Ils ont rebaptisé les camps juste avant notre débarquement. La pancarte est encore toute neuve, sans craquelures – des lettres blanches sur fond bleu marine. Elle évoque un club de vacances au bord de la mer, d’où l’on enverrait une carte postale à sa famille, sur le continent : / 31 janvier 1969, camp de la Mer de Prospérité. Chère mère, nous venons d’arriver, Tao et moi, dans l’île. Il fait beau mais il y a du vent. (Moï, 2009, p. 19)

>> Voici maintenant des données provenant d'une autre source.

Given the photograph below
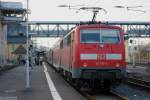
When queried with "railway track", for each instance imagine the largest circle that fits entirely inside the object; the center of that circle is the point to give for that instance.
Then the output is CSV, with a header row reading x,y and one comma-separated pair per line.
x,y
138,82
111,94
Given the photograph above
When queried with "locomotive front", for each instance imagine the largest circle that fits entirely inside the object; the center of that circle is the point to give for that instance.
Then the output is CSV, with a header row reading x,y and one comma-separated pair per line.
x,y
99,54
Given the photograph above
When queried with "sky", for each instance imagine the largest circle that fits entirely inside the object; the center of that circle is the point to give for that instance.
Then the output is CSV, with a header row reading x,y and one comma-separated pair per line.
x,y
43,10
48,10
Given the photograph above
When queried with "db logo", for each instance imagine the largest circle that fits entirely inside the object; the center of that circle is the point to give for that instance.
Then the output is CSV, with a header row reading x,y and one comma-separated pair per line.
x,y
102,56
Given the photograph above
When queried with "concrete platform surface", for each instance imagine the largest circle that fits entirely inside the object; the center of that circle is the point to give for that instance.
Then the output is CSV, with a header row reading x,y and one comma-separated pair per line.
x,y
12,85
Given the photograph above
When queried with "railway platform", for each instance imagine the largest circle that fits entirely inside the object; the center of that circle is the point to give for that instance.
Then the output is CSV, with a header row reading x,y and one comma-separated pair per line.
x,y
46,84
139,72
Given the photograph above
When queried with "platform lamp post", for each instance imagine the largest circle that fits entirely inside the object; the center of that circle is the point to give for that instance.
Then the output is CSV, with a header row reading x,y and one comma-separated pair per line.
x,y
27,48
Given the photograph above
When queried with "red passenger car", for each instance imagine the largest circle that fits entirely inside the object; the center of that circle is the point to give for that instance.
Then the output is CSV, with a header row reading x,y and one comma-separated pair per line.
x,y
91,55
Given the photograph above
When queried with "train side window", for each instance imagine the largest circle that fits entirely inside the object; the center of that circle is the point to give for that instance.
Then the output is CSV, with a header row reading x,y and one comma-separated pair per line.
x,y
65,42
61,44
69,39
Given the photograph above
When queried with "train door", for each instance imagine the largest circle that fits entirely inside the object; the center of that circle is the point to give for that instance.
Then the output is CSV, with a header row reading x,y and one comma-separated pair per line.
x,y
70,43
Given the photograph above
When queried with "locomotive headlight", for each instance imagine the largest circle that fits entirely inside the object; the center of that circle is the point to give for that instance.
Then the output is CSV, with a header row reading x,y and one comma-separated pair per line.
x,y
84,64
117,65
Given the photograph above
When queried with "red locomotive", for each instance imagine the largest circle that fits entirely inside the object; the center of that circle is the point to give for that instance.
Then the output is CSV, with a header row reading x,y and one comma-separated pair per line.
x,y
91,55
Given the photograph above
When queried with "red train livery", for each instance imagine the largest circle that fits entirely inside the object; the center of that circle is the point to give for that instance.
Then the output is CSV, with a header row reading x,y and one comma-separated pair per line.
x,y
91,55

Ces cartes postales imaginaires adressées à la mère parsèment le récit, offrant ainsi un contrepoint au réel qui, lui, est inimaginable. Ainsi, les mouches noires qui couvrent le bol de riz que l’on sert à manger aux prisonnières se trouvent évoquées de manière tout à fait anodine : « Il y a un peu trop de mouches, comme à la campagne » ((Moï, 2009, p. 24). Le réel y est transformé, transfiguré, adouci pour être supportable. L’enfance, dans toute son innocence, peut s’y déployer sans crainte d’être détruite. « Le sable est blanc, beaucoup plus blanc qu’à Vung Tau où nous sommes allées toutes les trois prendre notre premier bain de mer » (Moï, 2009, p. 20). Cette technique narrative est à l’image du travail de réécriture de l’écrivain, qui épure, sélectionne, filtre les informations et les agence pour reconstruire le réel. Ainsi, l’appel aux sens, à l’enfance et à l’imaginaire permet à la narratrice de ne pas sombrer dans la plainte, la haine ou le désespoir. La mémoire devient refuge.